Thursday, 27 October 2011

Anti-virus myths busted

Last week I gave the début presentation of my anti-virus myths talk at the London International Technology Show.

A few people have asked for access to the basic information that I used, so here it is. The talk lasted for around 40 minutes so this really is a bare-bones summary.

Myth #1: Anti-virus protects 100%
Real-world protection tests by Dennis Technology Labs (DTL) and other testers show that even well-known brands of security software can be compromised by malware.

Myth #2: Anti-virus slows PCs
In performance tests conducted by DTL, most popular anti-virus software makes virtually no impact on general system performance.
However, system startup (boot) times can be affected, as can shutdown times. These are important because they are very noticeable by users.
Myth #3: I don’t need it (I’ve never been infected)
Current threats tend not to make themselves known to the casual observer. Rootkits make it hard, even for experts. 
Myth #4: Viruses stay in the bad bits of the internet
While some areas of the internet are riskier than others, legitimate sites can be infected.
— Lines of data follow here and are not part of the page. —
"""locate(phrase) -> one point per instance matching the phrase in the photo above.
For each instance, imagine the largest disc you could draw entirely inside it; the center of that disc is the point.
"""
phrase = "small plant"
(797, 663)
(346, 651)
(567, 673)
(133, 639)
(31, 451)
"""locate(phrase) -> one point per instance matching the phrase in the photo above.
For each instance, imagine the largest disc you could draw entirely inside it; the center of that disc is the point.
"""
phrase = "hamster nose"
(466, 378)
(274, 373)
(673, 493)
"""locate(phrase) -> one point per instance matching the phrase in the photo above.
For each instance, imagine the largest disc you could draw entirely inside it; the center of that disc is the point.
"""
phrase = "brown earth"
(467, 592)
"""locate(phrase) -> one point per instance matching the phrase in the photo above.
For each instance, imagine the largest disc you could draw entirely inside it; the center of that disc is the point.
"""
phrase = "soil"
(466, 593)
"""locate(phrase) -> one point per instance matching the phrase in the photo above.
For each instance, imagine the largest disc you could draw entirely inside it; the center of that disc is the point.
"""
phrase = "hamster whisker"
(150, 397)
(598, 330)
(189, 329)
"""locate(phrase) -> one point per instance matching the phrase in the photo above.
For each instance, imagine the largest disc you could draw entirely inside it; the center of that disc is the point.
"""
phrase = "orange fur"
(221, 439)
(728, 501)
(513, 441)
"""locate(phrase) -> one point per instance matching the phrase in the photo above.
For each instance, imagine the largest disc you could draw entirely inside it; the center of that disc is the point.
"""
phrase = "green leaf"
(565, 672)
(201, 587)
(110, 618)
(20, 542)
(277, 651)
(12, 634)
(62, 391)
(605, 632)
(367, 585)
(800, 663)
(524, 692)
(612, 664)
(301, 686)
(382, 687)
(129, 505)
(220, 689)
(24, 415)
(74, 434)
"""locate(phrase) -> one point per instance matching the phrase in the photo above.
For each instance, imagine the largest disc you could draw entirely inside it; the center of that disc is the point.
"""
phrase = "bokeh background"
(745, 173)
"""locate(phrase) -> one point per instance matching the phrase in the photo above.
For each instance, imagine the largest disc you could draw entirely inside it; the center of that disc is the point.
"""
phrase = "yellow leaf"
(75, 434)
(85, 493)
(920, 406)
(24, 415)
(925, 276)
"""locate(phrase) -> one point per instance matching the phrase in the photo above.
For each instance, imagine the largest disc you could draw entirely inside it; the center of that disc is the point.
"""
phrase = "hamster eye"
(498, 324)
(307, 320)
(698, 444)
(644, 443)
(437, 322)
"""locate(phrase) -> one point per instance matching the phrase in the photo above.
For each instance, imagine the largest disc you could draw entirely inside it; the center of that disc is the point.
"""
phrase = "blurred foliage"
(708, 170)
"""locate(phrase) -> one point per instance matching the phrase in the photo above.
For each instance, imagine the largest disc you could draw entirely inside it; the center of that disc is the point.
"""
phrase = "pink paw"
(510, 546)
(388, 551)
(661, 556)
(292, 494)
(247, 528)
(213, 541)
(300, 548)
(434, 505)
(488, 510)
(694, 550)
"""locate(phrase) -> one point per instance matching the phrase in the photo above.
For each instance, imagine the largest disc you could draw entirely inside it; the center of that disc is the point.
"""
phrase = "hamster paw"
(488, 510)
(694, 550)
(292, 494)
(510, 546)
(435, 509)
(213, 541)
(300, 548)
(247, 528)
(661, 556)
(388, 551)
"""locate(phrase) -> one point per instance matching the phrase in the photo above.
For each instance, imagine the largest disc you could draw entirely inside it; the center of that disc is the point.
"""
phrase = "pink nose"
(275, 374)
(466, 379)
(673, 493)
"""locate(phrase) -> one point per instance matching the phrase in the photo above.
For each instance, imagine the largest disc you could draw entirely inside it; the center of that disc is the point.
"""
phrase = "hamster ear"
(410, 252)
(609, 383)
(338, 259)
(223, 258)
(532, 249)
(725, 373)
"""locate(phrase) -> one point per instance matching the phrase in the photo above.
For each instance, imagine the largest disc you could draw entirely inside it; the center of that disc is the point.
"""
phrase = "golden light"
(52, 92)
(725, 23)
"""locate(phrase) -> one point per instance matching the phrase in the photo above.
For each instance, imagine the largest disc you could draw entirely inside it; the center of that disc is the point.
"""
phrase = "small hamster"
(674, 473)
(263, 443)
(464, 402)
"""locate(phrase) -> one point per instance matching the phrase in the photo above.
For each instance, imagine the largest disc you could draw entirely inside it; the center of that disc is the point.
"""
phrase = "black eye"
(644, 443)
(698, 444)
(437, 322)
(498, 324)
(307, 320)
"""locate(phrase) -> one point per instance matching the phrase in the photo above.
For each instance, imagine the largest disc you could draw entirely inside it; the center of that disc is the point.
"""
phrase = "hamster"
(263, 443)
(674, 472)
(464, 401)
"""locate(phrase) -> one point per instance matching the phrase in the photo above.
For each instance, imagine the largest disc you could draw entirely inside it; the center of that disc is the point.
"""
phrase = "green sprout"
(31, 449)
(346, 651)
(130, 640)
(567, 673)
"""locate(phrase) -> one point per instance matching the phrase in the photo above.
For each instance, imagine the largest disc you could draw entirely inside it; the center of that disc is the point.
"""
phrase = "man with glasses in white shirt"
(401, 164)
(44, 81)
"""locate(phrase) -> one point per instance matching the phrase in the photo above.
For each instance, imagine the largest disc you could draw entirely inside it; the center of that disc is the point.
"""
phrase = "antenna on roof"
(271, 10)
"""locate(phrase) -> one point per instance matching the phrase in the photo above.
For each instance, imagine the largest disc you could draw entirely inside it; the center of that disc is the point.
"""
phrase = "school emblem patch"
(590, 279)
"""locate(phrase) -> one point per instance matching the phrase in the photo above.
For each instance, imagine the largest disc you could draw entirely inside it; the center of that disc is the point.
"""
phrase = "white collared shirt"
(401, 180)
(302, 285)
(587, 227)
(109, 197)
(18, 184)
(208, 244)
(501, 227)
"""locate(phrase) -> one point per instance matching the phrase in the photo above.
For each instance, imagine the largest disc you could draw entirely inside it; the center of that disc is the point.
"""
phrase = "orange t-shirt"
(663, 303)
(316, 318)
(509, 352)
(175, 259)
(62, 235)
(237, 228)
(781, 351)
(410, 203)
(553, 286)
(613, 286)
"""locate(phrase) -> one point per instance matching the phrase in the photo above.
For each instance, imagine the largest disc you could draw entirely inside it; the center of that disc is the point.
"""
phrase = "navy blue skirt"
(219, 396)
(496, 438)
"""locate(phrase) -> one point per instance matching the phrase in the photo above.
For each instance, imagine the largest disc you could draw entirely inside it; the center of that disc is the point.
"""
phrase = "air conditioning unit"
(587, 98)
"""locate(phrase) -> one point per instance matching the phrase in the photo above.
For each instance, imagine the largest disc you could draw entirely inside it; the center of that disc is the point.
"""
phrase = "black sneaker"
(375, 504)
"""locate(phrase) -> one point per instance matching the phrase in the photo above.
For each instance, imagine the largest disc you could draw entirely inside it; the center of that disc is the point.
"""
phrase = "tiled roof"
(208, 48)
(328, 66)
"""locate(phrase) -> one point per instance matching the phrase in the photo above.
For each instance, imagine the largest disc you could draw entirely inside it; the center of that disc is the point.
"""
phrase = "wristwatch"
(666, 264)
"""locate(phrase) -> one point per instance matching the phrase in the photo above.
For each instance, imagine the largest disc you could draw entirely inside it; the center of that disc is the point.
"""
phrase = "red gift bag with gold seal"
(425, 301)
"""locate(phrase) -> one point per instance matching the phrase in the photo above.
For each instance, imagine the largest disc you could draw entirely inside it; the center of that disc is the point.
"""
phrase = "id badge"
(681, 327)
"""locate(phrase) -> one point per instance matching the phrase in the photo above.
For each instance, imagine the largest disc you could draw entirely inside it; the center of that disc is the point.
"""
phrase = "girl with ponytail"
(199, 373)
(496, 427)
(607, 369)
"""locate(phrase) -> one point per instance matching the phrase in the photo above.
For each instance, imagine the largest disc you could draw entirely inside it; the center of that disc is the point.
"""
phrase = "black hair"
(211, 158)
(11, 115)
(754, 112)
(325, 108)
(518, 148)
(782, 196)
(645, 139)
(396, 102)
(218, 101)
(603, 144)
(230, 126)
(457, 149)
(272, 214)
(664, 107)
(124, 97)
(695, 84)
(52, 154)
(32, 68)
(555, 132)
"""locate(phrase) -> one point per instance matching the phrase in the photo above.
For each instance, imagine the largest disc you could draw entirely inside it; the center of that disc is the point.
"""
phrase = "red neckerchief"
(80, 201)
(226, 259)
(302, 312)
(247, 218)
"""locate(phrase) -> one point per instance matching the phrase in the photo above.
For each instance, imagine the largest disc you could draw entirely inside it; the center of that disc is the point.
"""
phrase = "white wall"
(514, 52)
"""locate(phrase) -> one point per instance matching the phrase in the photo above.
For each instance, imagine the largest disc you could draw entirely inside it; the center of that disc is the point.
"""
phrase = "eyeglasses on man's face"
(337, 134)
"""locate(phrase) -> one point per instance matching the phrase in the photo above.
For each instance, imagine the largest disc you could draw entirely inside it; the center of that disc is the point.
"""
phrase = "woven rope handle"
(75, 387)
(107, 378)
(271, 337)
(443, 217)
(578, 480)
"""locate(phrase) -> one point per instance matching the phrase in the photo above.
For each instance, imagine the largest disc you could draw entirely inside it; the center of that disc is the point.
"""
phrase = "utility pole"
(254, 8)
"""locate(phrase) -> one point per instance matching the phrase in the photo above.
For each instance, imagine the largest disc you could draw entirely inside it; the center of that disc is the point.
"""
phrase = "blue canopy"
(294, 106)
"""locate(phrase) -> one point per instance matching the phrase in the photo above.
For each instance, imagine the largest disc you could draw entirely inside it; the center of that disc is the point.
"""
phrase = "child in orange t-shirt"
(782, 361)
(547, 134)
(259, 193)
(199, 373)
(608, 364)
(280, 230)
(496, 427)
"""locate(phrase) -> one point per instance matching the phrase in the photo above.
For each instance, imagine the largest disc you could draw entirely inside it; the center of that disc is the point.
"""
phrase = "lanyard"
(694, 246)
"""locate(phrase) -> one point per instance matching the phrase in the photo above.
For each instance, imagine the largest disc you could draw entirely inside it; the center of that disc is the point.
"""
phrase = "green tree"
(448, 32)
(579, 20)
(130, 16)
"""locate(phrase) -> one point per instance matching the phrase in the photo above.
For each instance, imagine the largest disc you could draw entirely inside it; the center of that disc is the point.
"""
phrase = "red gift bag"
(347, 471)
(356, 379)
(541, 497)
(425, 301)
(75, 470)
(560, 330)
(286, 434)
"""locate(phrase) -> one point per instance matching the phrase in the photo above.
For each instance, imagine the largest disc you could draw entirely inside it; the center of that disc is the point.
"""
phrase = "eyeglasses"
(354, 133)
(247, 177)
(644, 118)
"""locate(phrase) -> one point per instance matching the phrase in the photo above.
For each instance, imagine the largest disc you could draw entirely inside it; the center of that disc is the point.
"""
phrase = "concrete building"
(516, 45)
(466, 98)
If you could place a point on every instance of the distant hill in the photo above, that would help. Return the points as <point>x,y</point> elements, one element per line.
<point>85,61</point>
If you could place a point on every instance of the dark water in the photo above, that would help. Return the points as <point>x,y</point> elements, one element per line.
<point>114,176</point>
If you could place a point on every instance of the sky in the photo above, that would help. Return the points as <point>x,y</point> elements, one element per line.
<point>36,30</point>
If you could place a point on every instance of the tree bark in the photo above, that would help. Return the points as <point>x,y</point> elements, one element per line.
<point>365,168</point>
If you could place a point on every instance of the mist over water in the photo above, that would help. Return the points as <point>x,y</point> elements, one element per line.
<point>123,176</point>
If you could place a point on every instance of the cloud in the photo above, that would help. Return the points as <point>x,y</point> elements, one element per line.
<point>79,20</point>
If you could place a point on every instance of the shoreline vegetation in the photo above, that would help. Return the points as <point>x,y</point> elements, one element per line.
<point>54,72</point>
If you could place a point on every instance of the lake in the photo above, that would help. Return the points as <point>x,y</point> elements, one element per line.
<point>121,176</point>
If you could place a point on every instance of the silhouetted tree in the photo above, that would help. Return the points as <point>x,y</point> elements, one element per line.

We demonstrated a real, legitimate site infecting our test PC.
Myth #5: Protection costs a lot
Free products are OK, while commercial products often come with multiple licenses.
Myth #6: Avoid Internet Explorer
All popular browsers have security holes. Internet Explorer has fewer known issues than Opera and Firefox. Chrome and Safari are not immune*.
Myth #7: My ISP will save me
There is no business reason why it would, without raising subscription costs. We covered various options to reduce exposure to threats, including ISP-like techniques such as using special DNS services.
Myth #8: Salvation is a Mac, Linux or Android
Attackers go for popular systems. As Mac and Android users become more prevalent so will the threats to those systems. There are more known sets of vulnerabilities for OS X and Linux than there are for Windows*.

The following video clip was taken by one of the audience. Special thanks to PDTalkinTech for providing the photos and this video footage from part of the presentation:



* Data on software vulnerabilities was provided by Secunia.